On 05/19/2017 12:06 PM, Hongmei Chen wrote:
> Dear mixed model users,
> 
> I have a question concerning using mixed models for repeated measures
> with missing values. I would like to test the effects of plant diversity
> (Div., continuous) on root growth rate (Y, continuous) over time (Time).
> However, time is not evenly spaced, thus I think it is better to use
> Time as a continuous term. In addition, the root growth rate - time
> relationship was not linear. Thus I used poly (Time, N) to account for
> the non-linear relationship.  Besides, the plots were randomly arranged
> in the 4 blocks, I would also like to account for the potential block
> effect.
> 
> I use lme from nlme for the data analyses.

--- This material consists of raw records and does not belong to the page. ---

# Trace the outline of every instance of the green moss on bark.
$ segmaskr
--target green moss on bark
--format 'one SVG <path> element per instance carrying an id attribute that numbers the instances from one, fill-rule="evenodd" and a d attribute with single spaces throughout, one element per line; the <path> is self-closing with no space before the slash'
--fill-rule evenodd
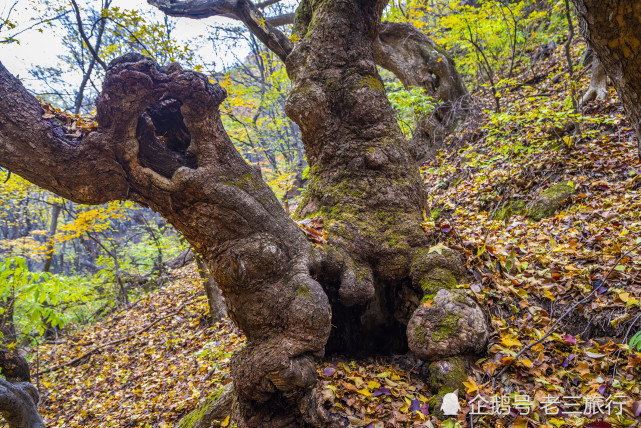
<path id="1" fill-rule="evenodd" d="M 429 274 L 421 278 L 420 285 L 425 294 L 436 295 L 438 290 L 452 289 L 456 287 L 458 280 L 452 272 L 447 269 L 433 269 Z"/>
<path id="2" fill-rule="evenodd" d="M 194 411 L 185 416 L 177 428 L 194 428 L 199 427 L 200 421 L 205 417 L 207 411 L 214 405 L 216 400 L 225 392 L 225 388 L 219 388 L 212 394 L 210 394 L 204 403 L 198 406 Z M 213 421 L 210 425 L 213 428 L 220 427 L 222 421 Z"/>
<path id="3" fill-rule="evenodd" d="M 431 333 L 431 338 L 434 342 L 440 342 L 445 340 L 454 334 L 457 331 L 458 320 L 461 319 L 461 315 L 454 313 L 446 313 L 445 316 L 434 326 L 434 330 Z"/>

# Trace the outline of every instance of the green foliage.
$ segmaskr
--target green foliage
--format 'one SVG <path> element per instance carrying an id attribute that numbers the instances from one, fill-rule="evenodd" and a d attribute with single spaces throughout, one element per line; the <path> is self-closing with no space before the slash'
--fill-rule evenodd
<path id="1" fill-rule="evenodd" d="M 478 6 L 449 2 L 449 13 L 437 23 L 436 42 L 456 52 L 459 72 L 512 77 L 528 39 L 536 43 L 534 28 L 544 16 L 528 11 L 533 2 L 481 1 Z M 485 80 L 485 79 L 483 79 Z"/>
<path id="2" fill-rule="evenodd" d="M 630 339 L 630 352 L 641 351 L 641 331 L 632 336 Z"/>
<path id="3" fill-rule="evenodd" d="M 61 328 L 70 320 L 70 305 L 87 300 L 91 287 L 81 281 L 31 272 L 23 257 L 5 259 L 0 265 L 1 314 L 13 306 L 17 330 L 23 336 L 42 335 L 48 323 Z"/>
<path id="4" fill-rule="evenodd" d="M 396 120 L 403 134 L 409 138 L 417 118 L 425 117 L 434 111 L 434 98 L 425 95 L 422 88 L 405 88 L 399 81 L 386 83 L 387 96 L 396 111 Z"/>

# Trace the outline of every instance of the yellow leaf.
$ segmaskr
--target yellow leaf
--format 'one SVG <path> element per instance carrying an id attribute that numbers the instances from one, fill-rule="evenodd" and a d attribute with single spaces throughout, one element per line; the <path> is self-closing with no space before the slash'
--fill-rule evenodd
<path id="1" fill-rule="evenodd" d="M 465 391 L 468 394 L 473 394 L 479 390 L 478 384 L 470 376 L 467 377 L 467 382 L 463 382 L 463 385 L 465 385 Z"/>
<path id="2" fill-rule="evenodd" d="M 369 397 L 370 395 L 372 395 L 372 393 L 371 393 L 371 392 L 369 392 L 368 390 L 366 390 L 365 388 L 363 388 L 363 389 L 359 389 L 359 390 L 358 390 L 358 393 L 359 393 L 359 394 L 361 394 L 361 395 L 364 395 L 364 396 L 366 396 L 366 397 Z"/>
<path id="3" fill-rule="evenodd" d="M 501 343 L 507 346 L 508 348 L 511 346 L 523 346 L 523 344 L 519 342 L 519 339 L 514 338 L 512 336 L 503 336 L 501 338 Z"/>
<path id="4" fill-rule="evenodd" d="M 375 380 L 370 380 L 367 382 L 367 388 L 368 389 L 377 389 L 381 386 L 380 383 L 376 382 Z"/>

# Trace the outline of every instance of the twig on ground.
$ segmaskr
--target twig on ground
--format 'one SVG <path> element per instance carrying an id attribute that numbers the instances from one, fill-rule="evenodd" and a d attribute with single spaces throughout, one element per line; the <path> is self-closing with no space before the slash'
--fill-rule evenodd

> I first tested the polynomial order by increasing n from 2 to 3.
> However, AIC suggest that I should use 5 or 6. I am afraid I will over
> fit the data. thus I chose ploy(Time, 3).
> Mod1 <- lme (Y ~ Div * ploy(Time, 3), random = ~1|block/plot, method="ML")
> 
> Because of repeated measurement, I included e.g. correlation= corRatio
> (form=~Time, nugget=T) to account for the dependence. I tested different
> correlation structures and chose the one with lowest AIC.
> Mod2 <- lme (Y ~ Div * ploy(Time, 3), random = ~1|block/plot,
> method="REML", correlation=  corRatio (form=~Time, nugget=T))
> 
> After checking the residuals, I still could see some trend in time, and
> heterogeneity in residuals e.g. at different time. I further included
> "weights" argument in the model.
> Mod3 <- lme (Y ~ Div * ploy(Time, 3), random = ~1|block/plot,
> method="REML", correlation=  corRatio (form=~Time, nugget=T),
> weights=varIdent(form=~1|plot))
> 
> My questions are
> 1) Should I go for higher order in polynomial term? For example 4
> 2) For the random term, I used the simplest one. Would you consider
> other options e.g. random = ~ploy(Time, 3)|block/plot
> 3) Can I use time as a continuous term in fixed part but as a factor in
> the random part or in the weights argument  like:
> weights=varIdent(form=~1|as.factor(Time))
> 
> Because of the missing observation values, I could only used mixed
> models for my data. I have googled this is for quite a long time but
> could not find a good example or solution. Any suggestions are welcome.
> 
> Kind regards,
> Hongmei Chen
>